Someone stepped up to the bar, and One-Thumb, with a wrench of wrist, went to serve him, meanwhile motioning close a girl whose breasts were mottled gray with dirt and pinkish white where she had sweated it away, saying to her that Niko was to be taken to the office.
In it, he watched the man called One-Thumb through a one-way mirror, and fidgeted. Eventually, though he saw no reason why it happened, a door he had thought to be a closet's opened behind him, and a woman stepped in, clad in Ilsig doeskin leggings. She said, "What word did my brother send to me?"
He told her, thinking, watching her, that her eyes were gray like Askelon's, and her hair was arrestingly black and silver, and that she did not in any way resemble Tempus. When he was finished with his story and his warning that she not, under any circumstances, go out this evening-^not, upon her life, attend the Mageguild fete, she laughed, a sweet tinkle so inappropriate his spine chilled and he stiffened.
"Tell my brother not to be afraid. You must not know him well, to take his terror of the adepts so seriously." She moved close to him, and he drowned in her storm-cloud eyes while her hand went to his swordbelt and by it she pulled him close. "Have you money, Stepson? And some time to spend?"
Niko beat a hasty retreat with her mocking, throaty laughter chasing him down the stairs. She called after him that she only wanted to have him give her love to Tempus. As he made the landing near the bar, he heard the door at the stairs' top slam shut. He was out of there like a torqued arrow-so fast he forgot to pay for his drink, and yet, when he remembered it, on the street where his horse waited, no one had come chasing him. Looking up at the sky, he estimated he could just make the Mageguild in time, if he did not get lost again.
4
Thinking back over the last ten months, Tempus realized he should have expected something like this. Vashanka was weakening steadily: something had removed the god's name from Kadakithis' palace dome; the state cult's temple had proved unbuildable, its grounds defiled and its priest a defiler; the ritual of the Tenslaying had been interrupted by Cime and her fire, and he and Vashanka had begotten a male child upon the First Consort which the god did not seem to want to claim; Abarsis had been allowed to throw his life away without regard to the fact that he had been Vashanka's premier warrior priest. Now the field altar his mercenaries had built had been tumbled to the ground before his eyes by one of Abarsis' teachers, an entelechy chosen specifically to balance the beserker influence of the god. And he, Tempus, was imprisoned in his own quarters by a Froth Daughter in an all-too-human body intent on exacting from him recompense for what his sister had denied her.

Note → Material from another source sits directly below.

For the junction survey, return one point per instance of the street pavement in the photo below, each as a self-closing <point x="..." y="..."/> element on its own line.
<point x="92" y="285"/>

Glumly he wondered if his god could be undergoing a midlife crisis, then if he too was, since Vashanka and he were linked by the Law of Consonance. Certainly, Jihan's proclamation of intended rape had taken him aback. He had not been taken aback by anything in years. "Rapist, they call you, and with good reason," she had said, reaching up under the scale-armor corselet to wriggle out of her loinguard. "We will see how you like it, in receipt of what you're used to giving out." He could not stop her, or refrain from responding to her. Cime had interrupted Jihan's scheduled tryst with Askelon, perhaps aborted it. The body which faced him had been chosen for a woman's retribution. Later she said to him, rubbing the imprint of her scale-armor from his loins with a high-veined hand: "Have you never heard of letting the lady win?"